Man Convicted in Cop's Death Invited to City Hall - - Jackson, MS

Jackson 01/28/05

Man Convicted in Cop's Death Invited to City Hall

By J.P. Hervis

He was convicted in the death of a Jackson police officer nearly 25 years ago. Next week he will speak inside city hall.  Imari Obadele was invited by Councilman Kenneth Stokes to speak at a black history program Tuesday, and his appearance is causing quite a stir.

The scene was chaotic on Lewis Street in August of 1971 hours after Jackson police officer William Louis Skinner was gunned down during a house raid on Lewis Street .

“I heard the shooting. I was there when skinner got shot," said former JPD chief Jim Black.

The 32-year veteran of the Jackson Police Department was in the hospital when Skinner died.

"It was very emotional for all the police officer that were there," Black said.

Police and FBI agents were serving an arrest warrant. Inside were members of the Republic of New Afrika , a separatist militant group. Twenty-six-year JPD vet Jimmy King was nearby.

"It was quiet all of a sudden; sounded like a small war going on," said King.

"You just didn't lose an officer like that. It was very traumatic," Black stated.
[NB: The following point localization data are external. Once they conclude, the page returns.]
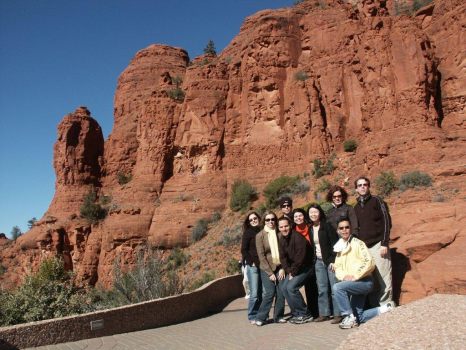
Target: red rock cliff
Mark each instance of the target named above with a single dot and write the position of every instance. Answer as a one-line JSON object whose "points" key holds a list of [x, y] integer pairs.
{"points": [[291, 87]]}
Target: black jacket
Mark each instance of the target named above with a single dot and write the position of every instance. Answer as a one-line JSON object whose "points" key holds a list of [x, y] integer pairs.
{"points": [[248, 246], [374, 221], [296, 253], [343, 211], [327, 239]]}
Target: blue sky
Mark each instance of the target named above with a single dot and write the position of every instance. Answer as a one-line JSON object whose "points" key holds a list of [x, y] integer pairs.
{"points": [[56, 55]]}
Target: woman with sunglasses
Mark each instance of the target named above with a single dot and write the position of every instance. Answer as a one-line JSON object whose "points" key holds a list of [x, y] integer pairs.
{"points": [[353, 268], [338, 197], [324, 237], [251, 227], [297, 260], [302, 226], [271, 273]]}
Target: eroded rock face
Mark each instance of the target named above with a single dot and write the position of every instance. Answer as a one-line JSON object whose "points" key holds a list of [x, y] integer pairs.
{"points": [[291, 87]]}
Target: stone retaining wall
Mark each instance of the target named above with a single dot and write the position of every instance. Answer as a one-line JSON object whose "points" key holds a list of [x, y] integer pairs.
{"points": [[210, 298]]}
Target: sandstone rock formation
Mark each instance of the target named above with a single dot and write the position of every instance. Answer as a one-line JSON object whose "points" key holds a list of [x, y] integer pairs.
{"points": [[290, 88]]}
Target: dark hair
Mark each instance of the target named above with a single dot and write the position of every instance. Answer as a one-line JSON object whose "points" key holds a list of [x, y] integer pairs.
{"points": [[322, 216], [343, 219], [362, 178], [269, 212], [302, 211], [336, 188], [246, 223], [286, 218]]}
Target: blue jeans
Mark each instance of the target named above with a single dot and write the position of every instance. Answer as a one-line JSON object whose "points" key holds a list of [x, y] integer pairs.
{"points": [[290, 289], [325, 281], [271, 289], [255, 291], [351, 296]]}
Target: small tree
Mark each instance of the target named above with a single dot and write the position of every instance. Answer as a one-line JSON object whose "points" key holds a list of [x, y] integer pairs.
{"points": [[32, 222], [350, 145], [210, 49], [90, 210], [242, 194], [15, 233], [386, 183]]}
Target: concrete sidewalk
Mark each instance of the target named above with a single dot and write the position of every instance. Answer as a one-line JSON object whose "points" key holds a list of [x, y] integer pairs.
{"points": [[229, 329]]}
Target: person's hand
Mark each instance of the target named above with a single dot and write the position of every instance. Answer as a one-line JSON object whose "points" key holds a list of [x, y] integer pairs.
{"points": [[383, 251], [348, 278]]}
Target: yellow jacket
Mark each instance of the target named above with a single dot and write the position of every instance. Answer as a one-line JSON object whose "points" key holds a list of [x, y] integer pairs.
{"points": [[355, 260]]}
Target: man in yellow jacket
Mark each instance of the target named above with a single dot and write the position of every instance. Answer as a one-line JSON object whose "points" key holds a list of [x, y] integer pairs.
{"points": [[353, 268]]}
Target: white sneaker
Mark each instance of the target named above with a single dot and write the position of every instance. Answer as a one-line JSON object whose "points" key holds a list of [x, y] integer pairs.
{"points": [[349, 322]]}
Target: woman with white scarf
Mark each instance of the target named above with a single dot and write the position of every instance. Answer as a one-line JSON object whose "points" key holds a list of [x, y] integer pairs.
{"points": [[272, 275]]}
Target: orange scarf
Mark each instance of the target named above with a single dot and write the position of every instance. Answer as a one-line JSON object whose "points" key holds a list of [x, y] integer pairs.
{"points": [[304, 232]]}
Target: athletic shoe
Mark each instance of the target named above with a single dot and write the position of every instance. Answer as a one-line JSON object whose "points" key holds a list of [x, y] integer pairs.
{"points": [[322, 318], [301, 319], [336, 319], [349, 322], [281, 320]]}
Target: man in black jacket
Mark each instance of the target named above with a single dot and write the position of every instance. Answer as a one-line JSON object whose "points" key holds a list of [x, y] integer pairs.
{"points": [[374, 230]]}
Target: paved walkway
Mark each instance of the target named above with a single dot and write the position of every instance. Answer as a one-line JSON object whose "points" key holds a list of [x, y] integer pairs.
{"points": [[226, 330]]}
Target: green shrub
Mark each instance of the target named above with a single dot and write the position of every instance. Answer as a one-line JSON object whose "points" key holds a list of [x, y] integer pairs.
{"points": [[90, 210], [46, 294], [216, 216], [15, 233], [233, 267], [230, 236], [206, 277], [177, 258], [321, 169], [350, 145], [176, 94], [123, 178], [386, 183], [301, 76], [210, 48], [277, 188], [415, 179], [199, 230], [32, 222], [322, 186], [242, 194]]}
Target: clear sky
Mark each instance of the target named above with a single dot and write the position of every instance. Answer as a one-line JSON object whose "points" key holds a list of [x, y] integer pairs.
{"points": [[56, 55]]}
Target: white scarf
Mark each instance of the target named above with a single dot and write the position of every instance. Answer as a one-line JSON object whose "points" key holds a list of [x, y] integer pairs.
{"points": [[341, 245], [273, 243]]}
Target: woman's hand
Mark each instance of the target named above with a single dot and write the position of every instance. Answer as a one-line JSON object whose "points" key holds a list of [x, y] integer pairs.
{"points": [[348, 278]]}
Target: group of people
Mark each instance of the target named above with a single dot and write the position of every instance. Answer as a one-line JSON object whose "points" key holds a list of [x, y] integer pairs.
{"points": [[341, 258]]}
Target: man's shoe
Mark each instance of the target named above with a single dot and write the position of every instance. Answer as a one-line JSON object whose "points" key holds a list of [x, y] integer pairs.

In 1972, RNA president Imari Obadele along with several others was found guilty in the killing of Skinner. He served nearly six years. On February 1, 2005, Obadele will stand inside Jackson City Hall in front of an audience to talk about the RNA eleven.

"I think it's an abomination a slam on the good black people of Jackson and the good white people of Jackson," expressed Black.

The speech is part of a black history program. His host is city Councilman Kenneth Stokes.

"To me this would be like promoting Byron De La Beckwith. It's just a travesty," stated King.

The police training facility in Jackson is named after William Louis Skinner, remembering and honoring his service. But his colleagues say the invitation by a Jackson city councilman of Obadele will have the opposite affect.

Black says, "He is absolutely showing no respect for the man and woman who have given their lives in the line of duty."

Inside the training facility, Skinner's picture sits in between others who paid the ultimate price. Above is a sign saying lest we forget. Skinner's colleagues haven't forgotten, and their memories fuel emotional disappointment. An assistant to Councilman Stokes told WLBT he was out of state. When we offered to do a phone interview, she contacted him and Stokes declined. Just before 6:00 p.m. WLBT received a statement from Skinner's son justice court judge bill skinner. He says quote: "For more than 33 years my family and I suffered the loss of my father. This is not a black and white issue; it is a right and wrong issue. The fact that the city would celebrate a convicted felon who murdered my father tells me this is not the best of the new south."

City officials say this not a city-sponsored event. Councilmen have the right to invite speakers into city hall. Mayor Harvey Johnson released a statement saying he learned Friday about the event.

"The mayor's office has not been and will not be involved in the planning and implementation of this event," he said.